Memory Configuration

# Increase the size of the shared memory allocation
# Useful for large models and long context windows
echo 'vm.max_map_count = 1048576' | sudo tee -a /etc/sysctl.d/99-rocm.conf
sudo sysctl -p /etc/sysctl.d/99-rocm.conf

# Disable transparent huge pages if you experience memory fragmentation
echo never | sudo tee /sys/kernel/mm/transparent_hugepage/enabled

Running Specific Models on AMD GPUs

Not all models perform equally well on AMD hardware.

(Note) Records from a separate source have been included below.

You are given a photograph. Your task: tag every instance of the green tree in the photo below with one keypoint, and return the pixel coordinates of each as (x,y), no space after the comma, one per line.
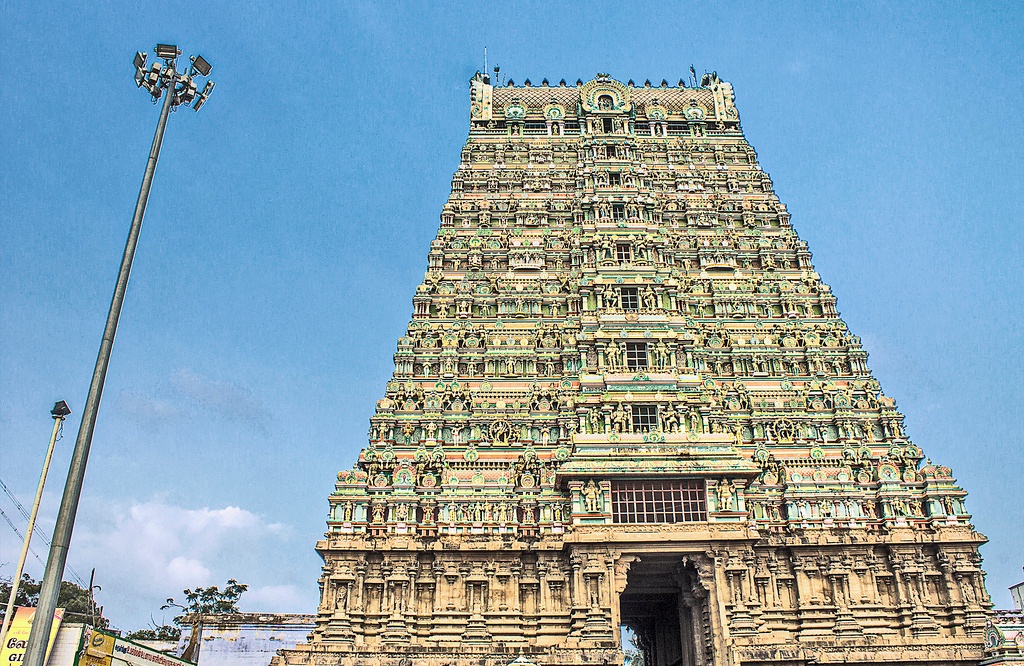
(204,600)
(74,599)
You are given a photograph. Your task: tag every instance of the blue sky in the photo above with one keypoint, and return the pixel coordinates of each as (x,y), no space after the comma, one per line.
(291,218)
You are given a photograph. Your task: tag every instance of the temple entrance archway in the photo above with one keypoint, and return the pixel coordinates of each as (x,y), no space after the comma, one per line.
(665,609)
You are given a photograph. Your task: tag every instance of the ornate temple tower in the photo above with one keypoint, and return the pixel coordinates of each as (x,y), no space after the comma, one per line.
(626,399)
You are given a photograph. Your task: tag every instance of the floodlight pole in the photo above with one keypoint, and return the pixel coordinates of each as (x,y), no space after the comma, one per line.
(59,413)
(164,82)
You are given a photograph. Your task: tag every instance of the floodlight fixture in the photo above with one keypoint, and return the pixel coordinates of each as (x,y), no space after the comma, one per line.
(201,66)
(167,51)
(204,95)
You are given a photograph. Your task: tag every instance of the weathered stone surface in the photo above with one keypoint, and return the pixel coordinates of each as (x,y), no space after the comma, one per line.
(616,306)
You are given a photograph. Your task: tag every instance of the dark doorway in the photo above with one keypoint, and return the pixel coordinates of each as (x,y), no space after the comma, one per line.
(665,609)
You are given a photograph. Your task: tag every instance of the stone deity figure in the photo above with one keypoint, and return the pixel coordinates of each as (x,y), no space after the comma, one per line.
(726,495)
(671,418)
(341,601)
(591,496)
(620,421)
(649,298)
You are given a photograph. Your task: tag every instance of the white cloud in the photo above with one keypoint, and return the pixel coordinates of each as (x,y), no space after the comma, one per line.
(148,551)
(279,598)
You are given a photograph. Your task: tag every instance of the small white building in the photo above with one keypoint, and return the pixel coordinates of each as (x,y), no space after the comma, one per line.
(243,638)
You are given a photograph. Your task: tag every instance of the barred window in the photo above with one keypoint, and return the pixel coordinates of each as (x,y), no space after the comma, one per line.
(630,297)
(636,356)
(658,501)
(644,418)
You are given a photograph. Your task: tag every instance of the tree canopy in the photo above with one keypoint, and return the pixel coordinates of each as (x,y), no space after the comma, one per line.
(204,600)
(74,599)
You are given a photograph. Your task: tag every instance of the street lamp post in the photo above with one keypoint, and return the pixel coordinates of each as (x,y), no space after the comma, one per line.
(178,89)
(59,413)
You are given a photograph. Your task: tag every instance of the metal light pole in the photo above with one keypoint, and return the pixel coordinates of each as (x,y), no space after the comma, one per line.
(59,413)
(180,89)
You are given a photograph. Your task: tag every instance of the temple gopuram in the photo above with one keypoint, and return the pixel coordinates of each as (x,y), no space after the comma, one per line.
(626,405)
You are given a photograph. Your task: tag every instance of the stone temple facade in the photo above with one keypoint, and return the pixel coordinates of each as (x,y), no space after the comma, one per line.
(626,399)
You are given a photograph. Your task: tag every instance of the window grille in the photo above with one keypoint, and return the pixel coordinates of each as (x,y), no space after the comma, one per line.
(658,501)
(630,297)
(636,357)
(644,418)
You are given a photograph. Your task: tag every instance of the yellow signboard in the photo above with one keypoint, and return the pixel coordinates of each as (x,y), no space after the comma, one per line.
(98,649)
(14,643)
(102,649)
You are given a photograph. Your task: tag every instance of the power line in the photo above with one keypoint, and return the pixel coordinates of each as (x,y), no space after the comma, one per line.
(19,535)
(36,532)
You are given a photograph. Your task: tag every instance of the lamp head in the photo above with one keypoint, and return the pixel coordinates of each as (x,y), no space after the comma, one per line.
(204,95)
(167,51)
(60,410)
(201,66)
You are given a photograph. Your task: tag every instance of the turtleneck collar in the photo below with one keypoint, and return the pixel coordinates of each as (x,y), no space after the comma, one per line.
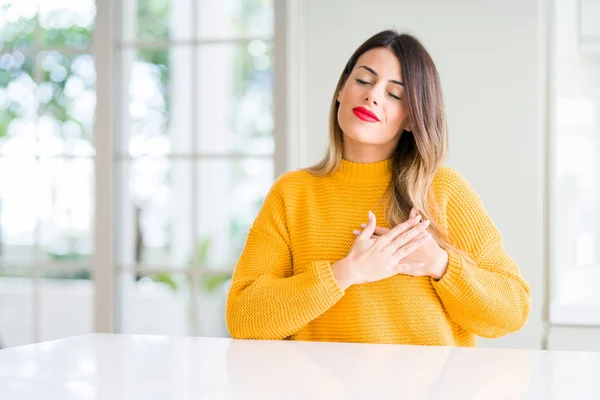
(365,173)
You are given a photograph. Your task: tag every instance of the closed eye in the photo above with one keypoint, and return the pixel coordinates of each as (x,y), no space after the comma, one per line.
(363,82)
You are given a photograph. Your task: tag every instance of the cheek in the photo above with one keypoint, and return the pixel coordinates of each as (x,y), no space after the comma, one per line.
(396,117)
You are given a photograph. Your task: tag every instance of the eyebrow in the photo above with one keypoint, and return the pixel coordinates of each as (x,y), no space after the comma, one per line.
(371,70)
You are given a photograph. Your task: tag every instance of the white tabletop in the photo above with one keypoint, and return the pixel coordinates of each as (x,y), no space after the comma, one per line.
(155,367)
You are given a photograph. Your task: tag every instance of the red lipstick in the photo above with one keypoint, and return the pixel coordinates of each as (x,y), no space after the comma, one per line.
(365,115)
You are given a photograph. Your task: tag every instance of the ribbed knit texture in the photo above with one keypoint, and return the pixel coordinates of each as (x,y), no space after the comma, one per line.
(283,286)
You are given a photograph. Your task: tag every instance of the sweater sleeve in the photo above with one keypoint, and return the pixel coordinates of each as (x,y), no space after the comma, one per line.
(484,292)
(270,298)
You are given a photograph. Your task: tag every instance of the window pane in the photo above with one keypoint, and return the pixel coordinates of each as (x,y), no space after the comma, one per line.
(18,210)
(66,205)
(66,304)
(160,304)
(66,23)
(17,24)
(158,102)
(159,20)
(575,172)
(235,98)
(67,101)
(154,224)
(234,18)
(230,195)
(16,307)
(18,103)
(155,304)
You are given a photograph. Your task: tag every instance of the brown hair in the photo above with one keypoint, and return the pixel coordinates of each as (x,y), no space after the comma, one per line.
(419,153)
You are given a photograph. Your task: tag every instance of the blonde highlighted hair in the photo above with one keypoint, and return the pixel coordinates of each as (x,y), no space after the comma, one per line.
(419,153)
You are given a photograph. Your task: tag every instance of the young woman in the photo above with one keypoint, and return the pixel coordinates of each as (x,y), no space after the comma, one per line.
(378,243)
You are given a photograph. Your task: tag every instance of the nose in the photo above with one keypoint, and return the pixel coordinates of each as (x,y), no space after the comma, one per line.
(370,97)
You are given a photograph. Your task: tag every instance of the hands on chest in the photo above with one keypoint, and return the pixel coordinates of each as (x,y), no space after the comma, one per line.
(379,253)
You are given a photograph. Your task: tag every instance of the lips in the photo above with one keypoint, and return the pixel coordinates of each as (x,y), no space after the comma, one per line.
(365,114)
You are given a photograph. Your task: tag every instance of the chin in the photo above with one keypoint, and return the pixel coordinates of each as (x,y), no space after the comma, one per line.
(367,138)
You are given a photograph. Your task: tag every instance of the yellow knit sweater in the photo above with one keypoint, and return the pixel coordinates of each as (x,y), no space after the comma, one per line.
(283,286)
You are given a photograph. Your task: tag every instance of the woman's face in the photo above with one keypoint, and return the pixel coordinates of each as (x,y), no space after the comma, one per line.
(372,109)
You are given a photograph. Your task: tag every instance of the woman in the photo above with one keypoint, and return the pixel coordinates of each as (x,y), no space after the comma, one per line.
(440,276)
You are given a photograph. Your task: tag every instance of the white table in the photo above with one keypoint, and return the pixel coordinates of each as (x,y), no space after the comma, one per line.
(155,367)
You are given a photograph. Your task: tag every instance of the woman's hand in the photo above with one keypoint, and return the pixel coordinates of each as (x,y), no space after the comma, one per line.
(375,257)
(429,253)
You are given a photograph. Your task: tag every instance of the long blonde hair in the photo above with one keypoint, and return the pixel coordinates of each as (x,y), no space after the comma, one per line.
(419,153)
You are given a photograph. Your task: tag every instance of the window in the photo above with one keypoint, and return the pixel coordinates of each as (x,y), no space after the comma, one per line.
(193,156)
(47,103)
(575,172)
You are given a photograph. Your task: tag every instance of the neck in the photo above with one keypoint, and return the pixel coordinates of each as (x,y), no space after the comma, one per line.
(368,153)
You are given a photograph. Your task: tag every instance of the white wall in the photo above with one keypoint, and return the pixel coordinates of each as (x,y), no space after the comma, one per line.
(490,58)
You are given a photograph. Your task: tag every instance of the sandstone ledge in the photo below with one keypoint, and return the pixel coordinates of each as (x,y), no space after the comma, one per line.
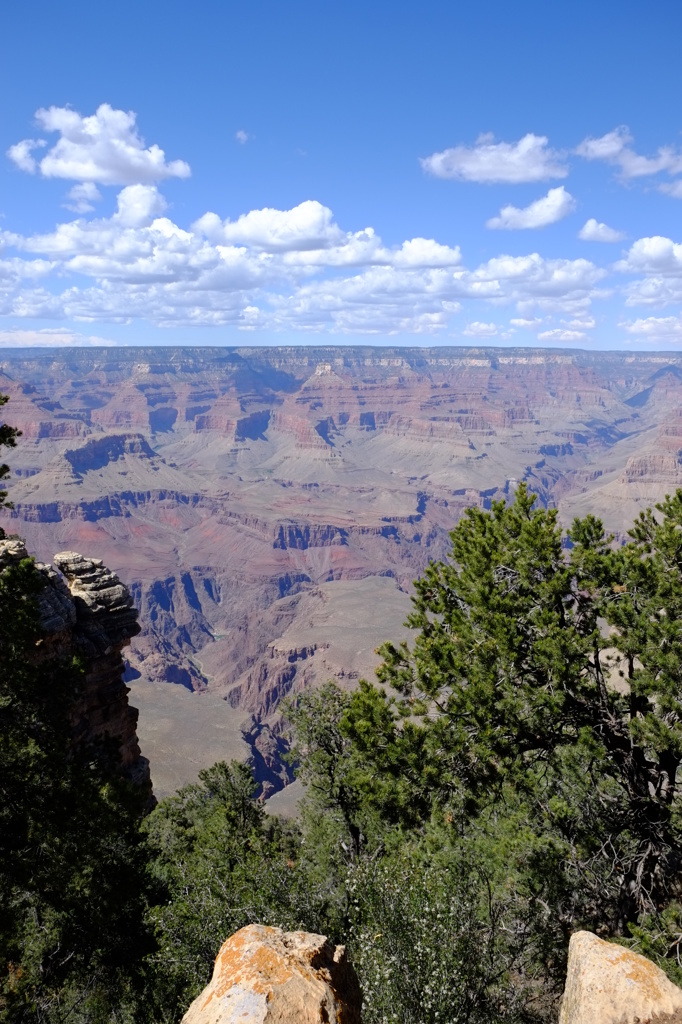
(608,984)
(263,975)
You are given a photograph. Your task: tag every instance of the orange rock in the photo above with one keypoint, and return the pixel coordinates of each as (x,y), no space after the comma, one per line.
(263,975)
(607,984)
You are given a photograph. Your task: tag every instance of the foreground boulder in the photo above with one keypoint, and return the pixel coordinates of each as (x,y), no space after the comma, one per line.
(263,975)
(607,984)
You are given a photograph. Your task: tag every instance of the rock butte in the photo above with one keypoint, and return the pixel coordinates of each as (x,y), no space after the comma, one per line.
(269,508)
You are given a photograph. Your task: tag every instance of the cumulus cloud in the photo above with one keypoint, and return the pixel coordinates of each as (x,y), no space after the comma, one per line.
(477,329)
(673,188)
(49,338)
(653,255)
(281,269)
(557,204)
(655,329)
(103,148)
(525,323)
(614,148)
(81,198)
(594,230)
(308,225)
(20,154)
(657,261)
(562,335)
(528,160)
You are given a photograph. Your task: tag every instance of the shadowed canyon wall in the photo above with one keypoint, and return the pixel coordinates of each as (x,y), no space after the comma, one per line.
(269,508)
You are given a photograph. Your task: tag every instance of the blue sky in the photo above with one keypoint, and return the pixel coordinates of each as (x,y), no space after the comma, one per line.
(299,172)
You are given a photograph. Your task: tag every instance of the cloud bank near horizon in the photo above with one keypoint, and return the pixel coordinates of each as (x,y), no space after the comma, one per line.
(299,270)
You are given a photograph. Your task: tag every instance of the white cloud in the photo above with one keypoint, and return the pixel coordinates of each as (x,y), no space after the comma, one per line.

Based on extensive community testing, here are recommendations for different AMD GPU tiers.

8 GB VRAM (RX 7600, RX 6600 XT)

# These GPUs can run 7B-8B models at Q4 quantization
ollama run llama3.1:8b        # Default Q4_K_M, ~4.9 GB VRAM
ollama run mistral:7b          # ~4.4 GB VRAM
ollama run gemma2:2b           # Smaller model, fast responses
ollama run phi3:mini           # Microsoft's compact model

16 GB VRAM (RX 7800 XT, RX 6800 XT, RX 6800)

# 13B-14B models become available
ollama run llama3.1:8b         # Runs comfortably with long context
ollama run deepseek-r1:14b     # Great reasoning model
ollama run qwen2.5:14b         # Strong multilingual model
ollama run codellama:13b       # For code generation tasks

24 GB VRAM (RX 7900 XTX)

# Similar to an RTX 3090 in model capacity
ollama run qwen2.5:32b-q4     # Fits at Q4 quantization
ollama run llama3.1:8b         # Runs at higher quant with full 32K context
ollama run mixtral:8x7b        # Mixture of experts, ~26 GB at Q4 — tight fit
ollama run deepseek-r1:32b     # Q4, excellent reasoning

48+ GB VRAM (PRO W7900, MI210, MI250)

# Large models become practical
ollama run llama3.1:70b-q4     # The gold standard, needs ~42 GB
ollama run qwen2.5:72b-q4     # Comparable to GPT-4 on many tasks
ollama run mixtral:8x7b        # Runs comfortably at Q5 or Q8

Building a Cost-Effective AMD Inference Server

If you are building a new system specifically for local LLM inference with AMD, here is a practical parts list optimized for the RX 7900 XTX — the best consumer-tier AMD GPU for this purpose.

Component	Recommendation	Price (USD)
GPU	AMD Radeon RX 7900 XTX (used or refurbished)	$450
CPU	AMD Ryzen 5 5600 or Intel i5-12400	$100
Motherboard	B550 (AMD) or B660 (Intel) with PCIe 4.0 x16	$80
RAM	32 GB DDR4-3200 (2× 16 GB)	$50
Storage	500 GB NVMe SSD	$35
PSU	750W 80+ Gold (Corsair RM750 or similar)	$80
Case	Mid-tower with good airflow	$60
Total		$855

This build gives you 24 GB VRAM, ~52 tok/s on 8B models, and enough headroom for 32B quantized models. Monthly electricity at typical usage: ~$15–20/month. Compare this to an equivalent NVIDIA build: an RTX 3090 with similar ancillary components costs roughly $750–850 total but delivers about 10% faster inference. The RX 7900 XTX build is slightly more expensive but newer hardware with better future driver support prospects.